Documentation
¶
Overview ¶
Package segmenter provides audio segmentation functionality.
The segmenter reads audio from any supported format (using FFmpeg) and outputs fixed-duration chunks of raw PCM samples. It supports:
- Fixed segment sizes (e.g., 30 seconds)
- Silence-based segmentation (break on silence boundaries)
- Sample rate conversion
- Mono output (single channel)
Use cases include:
- Speech-to-text preprocessing (splitting audio into segments)
- Audio analysis (processing chunks at a time)
- Streaming audio processing
Index ¶
Constants ¶
const ( DefaultSilenceThreshold = 0.01 // Default silence threshold (RMS) DefaultSilenceDuration = time.Millisecond * 500 // Default silence duration MinSegmentDuration = time.Millisecond * 100 // Minimum segment/silence duration )
Variables ¶
This section is empty.
Functions ¶
This section is empty.
Types ¶
type Opt ¶ added in v1.7.6
type Opt func(*opts) error
Opt is a function which applies options to a Segmenter
func WithDefaultSilence ¶ added in v1.8.0
func WithDefaultSilence() Opt
WithDefaultSilence enables silence detection with default threshold and duration. Uses threshold of 0.01 (1% RMS) and silence duration of 500ms.
func WithFFmpegOpt ¶ added in v1.8.0
WithFFmpegOpt wraps an ffmpeg.Opt as a segmenter.Opt for use with segmenter.NewFromReader
func WithSegmentSize ¶ added in v1.7.7
WithSegmentSize sets the target segment duration. Segments will be output when they reach approximately this duration. Minimum is 100ms.
func WithSilenceSize ¶ added in v1.7.7
WithSilenceSize sets the silence duration that triggers a segment boundary. Only takes effect when silence detection is enabled. Minimum is 100ms.

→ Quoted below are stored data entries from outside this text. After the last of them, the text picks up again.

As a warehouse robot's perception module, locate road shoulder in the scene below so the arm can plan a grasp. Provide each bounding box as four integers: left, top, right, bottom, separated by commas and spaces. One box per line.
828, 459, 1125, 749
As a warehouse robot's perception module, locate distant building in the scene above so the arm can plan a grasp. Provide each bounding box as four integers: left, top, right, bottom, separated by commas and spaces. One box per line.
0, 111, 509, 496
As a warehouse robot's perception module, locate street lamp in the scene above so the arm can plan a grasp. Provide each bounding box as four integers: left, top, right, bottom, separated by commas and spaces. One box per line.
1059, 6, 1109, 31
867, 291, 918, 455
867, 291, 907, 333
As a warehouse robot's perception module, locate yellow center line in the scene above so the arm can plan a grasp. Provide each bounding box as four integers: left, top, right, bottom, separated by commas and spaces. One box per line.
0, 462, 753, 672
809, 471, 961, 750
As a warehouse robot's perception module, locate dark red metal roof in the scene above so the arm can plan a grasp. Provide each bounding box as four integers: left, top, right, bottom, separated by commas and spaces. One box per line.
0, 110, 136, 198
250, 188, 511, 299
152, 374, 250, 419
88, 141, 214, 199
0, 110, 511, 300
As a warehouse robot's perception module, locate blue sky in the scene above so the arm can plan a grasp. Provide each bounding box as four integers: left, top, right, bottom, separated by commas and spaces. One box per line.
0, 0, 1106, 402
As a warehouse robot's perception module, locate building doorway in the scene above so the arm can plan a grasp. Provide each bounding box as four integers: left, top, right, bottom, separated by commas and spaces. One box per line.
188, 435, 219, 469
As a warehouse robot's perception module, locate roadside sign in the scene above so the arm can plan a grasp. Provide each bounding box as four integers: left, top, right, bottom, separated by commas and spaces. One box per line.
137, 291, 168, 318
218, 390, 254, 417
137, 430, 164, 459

func WithSilenceThreshold ¶ added in v1.8.0
WithSilenceThreshold enables silence detection with a custom threshold. The threshold is the RMS energy level (0.0-1.0) below which audio is considered silence. A typical value is 0.01 (1%).
type SegmentFuncFloat32 ¶
SegmentFuncFloat32 is a callback function which is called for each segment of audio samples. The first argument is the timestamp of the segment start. Return nil to continue, io.EOF to stop early, or any other error to abort.
type SegmentFuncInt16 ¶
SegmentFuncInt16 is a callback function which is called for each segment of audio samples. The first argument is the timestamp of the segment start. Return nil to continue, io.EOF to stop early, or any other error to abort.
type Segmenter ¶
type Segmenter struct {
// contains filtered or unexported fields
}
Segmenter reads audio samples from a reader and segments them into fixed-size chunks. It can be used to process audio samples in chunks for speech recognition, audio analysis, etc.
func New ¶ added in v1.8.0
New creates a new segmenter from a file path or URL. The sampleRate is the output sample rate in Hz (e.g., 16000 for speech). The output is always mono (single channel).
Options:
- WithSegmentSize(duration) - output segments of approximately this duration
- WithDefaultSilence() - also break segments on silence boundaries
- WithSilenceThreshold(threshold) - custom silence threshold (0.0-1.0)
- WithSilenceSize(duration) - minimum silence duration to trigger a break
func NewFromReader ¶ added in v1.8.0
NewFromReader creates a new segmenter from an io.Reader. See New for parameter documentation.
func (*Segmenter) DecodeFloat32 ¶
func (s *Segmenter) DecodeFloat32(ctx context.Context, fn SegmentFuncFloat32) error
DecodeFloat32 decodes the audio stream into float32 samples and calls the callback function for each segment. Samples are in the range [-1.0, 1.0].
The "best" audio stream is automatically selected. Output is mono at the configured sample rate.
func (*Segmenter) DecodeInt16 ¶
func (s *Segmenter) DecodeInt16(ctx context.Context, fn SegmentFuncInt16) error
DecodeInt16 decodes the audio stream into int16 samples and calls the callback function for each segment. Samples are in the range [-32768, 32767].
The "best" audio stream is automatically selected. Output is mono at the configured sample rate.
func (*Segmenter) Duration ¶
Duration returns the total duration of the media stream. Returns zero if duration is unknown.
func (*Segmenter) SampleRate ¶ added in v1.8.0
SampleRate returns the configured output sample rate.